13) A Git Vort: Lyrics: Perfection! Composition: Great! Arrangement: Great! This is possibly one of the best songs on the CD and again it’s the personality and lyrics that shine on this track. The message of this song, that every person loves a good word. As hurtful as a bad word can be, a good word can really make someones day. Lipa and Shauly Grossman is a winning combo!! It’s a song like this that puts Lipa at the front of the pack.

14) Hora – Yes!, Loshan Hora – No! Lyrics: Good. Composition: Great! Arrangement: Perfection!! What would a Jewish CD be without at least one solid Hora. Lipa said he made something for everyone and he meant it. It’s not my favorite song composition wise, but Lipa’s personality can’t be hidden, even in an average composition, and with a very very solid arrangement, this song ends up growing on your very fast. Extra love for Lipa’s rap session 2 minutes in. Again, this type of stuff is why Lipa is Lipa.

15) Achron Achron Chaviv: Lyrics: Perfection! Composition: Good. Arrangement: Perfection! Another perfect example of why Lipa is Lipa. composition wise there is not much happening in this song. But between the lyrics, Lipa’s vocals and style, and the out of this world arrangement, this song is easily one of the best, if not the best on the CD. This is a song you turn up your Bose headphones on full blast and just close your eyes and get lost in it’s beautiful sound.

16) English Version of Meimka Dlipa. Take above comments from Yiddish version of song and just repeat.

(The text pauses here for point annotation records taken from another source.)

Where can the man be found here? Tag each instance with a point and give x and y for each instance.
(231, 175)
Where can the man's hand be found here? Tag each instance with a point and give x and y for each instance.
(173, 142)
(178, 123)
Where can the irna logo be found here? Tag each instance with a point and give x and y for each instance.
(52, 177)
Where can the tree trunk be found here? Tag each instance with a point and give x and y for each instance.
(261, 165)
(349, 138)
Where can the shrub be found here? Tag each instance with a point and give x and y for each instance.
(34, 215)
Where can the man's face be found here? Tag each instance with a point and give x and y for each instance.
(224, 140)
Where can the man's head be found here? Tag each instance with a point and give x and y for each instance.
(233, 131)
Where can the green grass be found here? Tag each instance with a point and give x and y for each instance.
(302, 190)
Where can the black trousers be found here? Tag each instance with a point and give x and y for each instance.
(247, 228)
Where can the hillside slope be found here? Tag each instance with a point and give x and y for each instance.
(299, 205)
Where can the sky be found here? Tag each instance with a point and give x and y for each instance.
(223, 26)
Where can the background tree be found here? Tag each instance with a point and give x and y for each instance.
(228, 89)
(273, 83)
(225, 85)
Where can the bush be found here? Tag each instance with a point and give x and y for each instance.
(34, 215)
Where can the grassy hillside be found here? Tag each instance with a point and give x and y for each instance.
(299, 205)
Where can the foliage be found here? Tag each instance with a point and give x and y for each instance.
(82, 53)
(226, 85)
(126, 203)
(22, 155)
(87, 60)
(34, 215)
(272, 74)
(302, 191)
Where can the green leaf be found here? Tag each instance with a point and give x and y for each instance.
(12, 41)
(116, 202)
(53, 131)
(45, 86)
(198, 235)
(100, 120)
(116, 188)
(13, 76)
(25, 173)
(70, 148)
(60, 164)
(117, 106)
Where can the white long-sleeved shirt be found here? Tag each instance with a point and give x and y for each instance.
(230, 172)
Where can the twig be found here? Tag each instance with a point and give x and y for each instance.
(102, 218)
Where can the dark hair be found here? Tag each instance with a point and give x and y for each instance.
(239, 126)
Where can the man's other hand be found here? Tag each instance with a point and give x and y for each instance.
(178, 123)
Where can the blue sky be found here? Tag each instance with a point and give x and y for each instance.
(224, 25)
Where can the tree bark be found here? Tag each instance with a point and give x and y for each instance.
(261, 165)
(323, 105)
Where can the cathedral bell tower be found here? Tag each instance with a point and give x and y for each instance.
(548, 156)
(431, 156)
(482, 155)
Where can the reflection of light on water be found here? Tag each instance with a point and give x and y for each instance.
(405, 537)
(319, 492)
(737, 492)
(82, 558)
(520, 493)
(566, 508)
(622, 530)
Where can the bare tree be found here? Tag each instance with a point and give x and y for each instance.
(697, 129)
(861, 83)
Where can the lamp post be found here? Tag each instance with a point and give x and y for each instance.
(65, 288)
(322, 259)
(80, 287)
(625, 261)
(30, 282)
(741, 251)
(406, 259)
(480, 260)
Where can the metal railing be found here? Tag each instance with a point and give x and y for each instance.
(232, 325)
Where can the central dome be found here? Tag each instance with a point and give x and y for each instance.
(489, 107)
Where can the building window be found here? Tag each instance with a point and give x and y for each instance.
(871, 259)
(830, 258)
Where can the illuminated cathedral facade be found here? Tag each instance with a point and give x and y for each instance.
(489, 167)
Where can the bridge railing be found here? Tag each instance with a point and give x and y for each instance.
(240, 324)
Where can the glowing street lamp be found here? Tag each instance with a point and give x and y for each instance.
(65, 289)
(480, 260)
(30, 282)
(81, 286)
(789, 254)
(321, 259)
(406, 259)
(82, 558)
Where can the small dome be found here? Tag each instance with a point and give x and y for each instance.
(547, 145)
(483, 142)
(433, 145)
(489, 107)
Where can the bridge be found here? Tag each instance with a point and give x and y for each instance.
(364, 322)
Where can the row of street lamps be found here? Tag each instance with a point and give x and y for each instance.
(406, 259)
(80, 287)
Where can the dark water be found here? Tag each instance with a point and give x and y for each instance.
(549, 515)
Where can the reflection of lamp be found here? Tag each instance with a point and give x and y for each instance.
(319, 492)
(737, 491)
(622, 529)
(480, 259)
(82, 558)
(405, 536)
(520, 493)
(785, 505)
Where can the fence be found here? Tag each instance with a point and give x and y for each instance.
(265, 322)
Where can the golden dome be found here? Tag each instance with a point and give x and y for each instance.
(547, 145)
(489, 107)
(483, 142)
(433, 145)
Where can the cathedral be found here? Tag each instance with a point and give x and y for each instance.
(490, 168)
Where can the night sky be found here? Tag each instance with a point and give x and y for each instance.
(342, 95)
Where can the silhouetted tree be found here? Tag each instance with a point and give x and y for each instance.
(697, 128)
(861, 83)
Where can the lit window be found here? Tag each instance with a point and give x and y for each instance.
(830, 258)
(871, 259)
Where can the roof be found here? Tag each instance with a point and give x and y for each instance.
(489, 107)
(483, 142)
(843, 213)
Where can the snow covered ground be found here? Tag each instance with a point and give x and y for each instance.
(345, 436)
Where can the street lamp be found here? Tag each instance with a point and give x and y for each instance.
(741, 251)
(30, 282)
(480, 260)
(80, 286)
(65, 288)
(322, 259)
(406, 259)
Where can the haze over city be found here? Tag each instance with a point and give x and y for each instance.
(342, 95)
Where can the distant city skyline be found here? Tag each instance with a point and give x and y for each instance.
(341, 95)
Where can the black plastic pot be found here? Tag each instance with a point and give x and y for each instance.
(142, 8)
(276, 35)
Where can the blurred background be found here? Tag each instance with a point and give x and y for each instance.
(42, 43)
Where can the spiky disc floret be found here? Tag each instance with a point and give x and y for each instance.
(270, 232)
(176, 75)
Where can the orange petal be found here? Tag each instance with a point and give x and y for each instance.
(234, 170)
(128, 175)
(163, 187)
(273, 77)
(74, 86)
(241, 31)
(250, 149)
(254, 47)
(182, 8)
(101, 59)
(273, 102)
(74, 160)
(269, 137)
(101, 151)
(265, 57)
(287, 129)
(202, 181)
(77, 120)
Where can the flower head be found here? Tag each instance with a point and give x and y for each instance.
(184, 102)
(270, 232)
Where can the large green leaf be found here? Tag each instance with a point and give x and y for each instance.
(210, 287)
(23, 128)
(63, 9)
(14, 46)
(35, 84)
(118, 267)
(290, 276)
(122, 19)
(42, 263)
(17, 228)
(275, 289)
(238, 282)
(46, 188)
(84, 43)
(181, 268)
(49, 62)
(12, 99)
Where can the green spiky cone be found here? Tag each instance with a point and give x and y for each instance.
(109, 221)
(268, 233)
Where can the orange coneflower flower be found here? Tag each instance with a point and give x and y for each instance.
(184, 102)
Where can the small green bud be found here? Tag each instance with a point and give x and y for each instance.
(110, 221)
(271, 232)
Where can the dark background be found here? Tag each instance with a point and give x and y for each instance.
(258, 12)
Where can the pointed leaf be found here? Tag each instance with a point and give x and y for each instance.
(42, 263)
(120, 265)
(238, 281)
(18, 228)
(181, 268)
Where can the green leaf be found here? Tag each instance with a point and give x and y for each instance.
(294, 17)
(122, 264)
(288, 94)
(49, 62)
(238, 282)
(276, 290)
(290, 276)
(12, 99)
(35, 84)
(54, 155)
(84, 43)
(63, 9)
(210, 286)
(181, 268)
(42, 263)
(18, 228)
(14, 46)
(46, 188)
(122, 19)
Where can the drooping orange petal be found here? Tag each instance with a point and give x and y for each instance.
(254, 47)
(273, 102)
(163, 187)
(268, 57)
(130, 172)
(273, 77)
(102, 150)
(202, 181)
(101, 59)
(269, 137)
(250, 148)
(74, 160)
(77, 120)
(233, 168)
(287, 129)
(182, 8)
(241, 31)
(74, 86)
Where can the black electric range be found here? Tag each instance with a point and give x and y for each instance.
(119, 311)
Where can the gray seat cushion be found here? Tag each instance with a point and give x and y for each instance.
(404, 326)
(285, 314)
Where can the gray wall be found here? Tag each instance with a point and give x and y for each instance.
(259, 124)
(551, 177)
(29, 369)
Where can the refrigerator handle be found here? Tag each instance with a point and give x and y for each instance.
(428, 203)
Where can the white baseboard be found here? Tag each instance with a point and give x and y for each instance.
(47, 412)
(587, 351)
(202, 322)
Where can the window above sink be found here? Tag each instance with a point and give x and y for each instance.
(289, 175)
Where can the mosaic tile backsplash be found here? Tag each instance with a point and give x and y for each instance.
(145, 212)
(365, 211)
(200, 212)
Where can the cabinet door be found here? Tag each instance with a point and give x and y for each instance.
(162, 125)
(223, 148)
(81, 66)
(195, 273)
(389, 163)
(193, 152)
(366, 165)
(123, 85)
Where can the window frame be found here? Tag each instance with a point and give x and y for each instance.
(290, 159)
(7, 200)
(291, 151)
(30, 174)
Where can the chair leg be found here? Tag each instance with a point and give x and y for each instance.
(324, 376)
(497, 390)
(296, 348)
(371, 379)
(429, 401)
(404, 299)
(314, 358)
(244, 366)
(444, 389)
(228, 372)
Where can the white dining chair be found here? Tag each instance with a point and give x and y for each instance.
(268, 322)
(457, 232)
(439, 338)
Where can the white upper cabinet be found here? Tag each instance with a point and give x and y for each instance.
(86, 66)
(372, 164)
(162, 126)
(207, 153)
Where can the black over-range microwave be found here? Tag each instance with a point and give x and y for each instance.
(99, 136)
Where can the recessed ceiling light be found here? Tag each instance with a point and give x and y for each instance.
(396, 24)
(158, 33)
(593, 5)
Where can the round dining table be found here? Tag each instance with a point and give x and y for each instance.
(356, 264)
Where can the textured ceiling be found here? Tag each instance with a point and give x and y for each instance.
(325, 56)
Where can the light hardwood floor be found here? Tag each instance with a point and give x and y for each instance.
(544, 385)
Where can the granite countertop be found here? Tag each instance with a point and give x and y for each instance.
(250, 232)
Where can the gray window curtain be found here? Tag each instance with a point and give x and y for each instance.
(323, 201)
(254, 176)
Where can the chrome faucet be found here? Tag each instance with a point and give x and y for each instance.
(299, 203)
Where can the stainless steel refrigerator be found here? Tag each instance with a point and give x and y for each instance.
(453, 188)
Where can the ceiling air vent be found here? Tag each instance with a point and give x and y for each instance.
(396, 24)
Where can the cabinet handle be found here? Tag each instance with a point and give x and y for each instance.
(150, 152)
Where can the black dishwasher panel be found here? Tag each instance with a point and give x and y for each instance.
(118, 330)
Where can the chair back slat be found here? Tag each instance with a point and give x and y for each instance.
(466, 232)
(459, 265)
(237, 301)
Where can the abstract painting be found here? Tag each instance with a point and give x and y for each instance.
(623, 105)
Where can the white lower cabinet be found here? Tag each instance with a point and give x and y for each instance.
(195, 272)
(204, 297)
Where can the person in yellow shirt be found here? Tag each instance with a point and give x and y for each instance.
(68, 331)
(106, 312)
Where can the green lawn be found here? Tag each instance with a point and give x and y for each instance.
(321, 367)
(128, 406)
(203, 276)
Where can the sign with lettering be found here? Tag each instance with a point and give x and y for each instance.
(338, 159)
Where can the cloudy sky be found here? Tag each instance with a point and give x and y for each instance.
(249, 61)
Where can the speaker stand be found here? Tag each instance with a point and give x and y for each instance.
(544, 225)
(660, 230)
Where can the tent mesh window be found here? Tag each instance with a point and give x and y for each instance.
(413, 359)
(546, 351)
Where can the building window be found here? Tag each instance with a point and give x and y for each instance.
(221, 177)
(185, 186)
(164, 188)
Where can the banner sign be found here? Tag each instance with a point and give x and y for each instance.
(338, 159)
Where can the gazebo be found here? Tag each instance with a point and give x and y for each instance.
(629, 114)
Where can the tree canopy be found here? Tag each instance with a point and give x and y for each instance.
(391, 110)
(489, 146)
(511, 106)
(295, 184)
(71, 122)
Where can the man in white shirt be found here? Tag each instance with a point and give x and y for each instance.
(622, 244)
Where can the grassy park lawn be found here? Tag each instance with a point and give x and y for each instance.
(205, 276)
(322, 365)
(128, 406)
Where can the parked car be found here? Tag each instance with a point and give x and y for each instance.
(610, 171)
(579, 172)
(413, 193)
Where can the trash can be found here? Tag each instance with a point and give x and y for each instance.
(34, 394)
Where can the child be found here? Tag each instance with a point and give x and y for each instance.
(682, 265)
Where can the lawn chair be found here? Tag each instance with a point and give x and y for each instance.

Final quick hits. Splash/Mayim, Mizmor Lesoda, Achron Achron, Ich Hab Gechapt, Git Vort, Ve’anpaha Ne’hirin & Vus Toot Dir Vee

My one and only criticism is that I think that Lipa is just so talented and creative sometimes he does need a person to keep it contained. There are some tracks where Lipa could use this, especially like I wrote previously on a song like Melech.

What else is there to say? This is for all those fans of Jewish Music that complain “it’s all the same”, “It’s boring, typical, predictable”, every song is just a basic melody to random pesukim”, that is everything this CD is not.

There is heart, passion, creativity, artistry, love, hope, and top notch quality. This is everything Jewish Music should be, with all its warts and flaws, and I for one hope to keep hearing this from Lipa for years and years to come.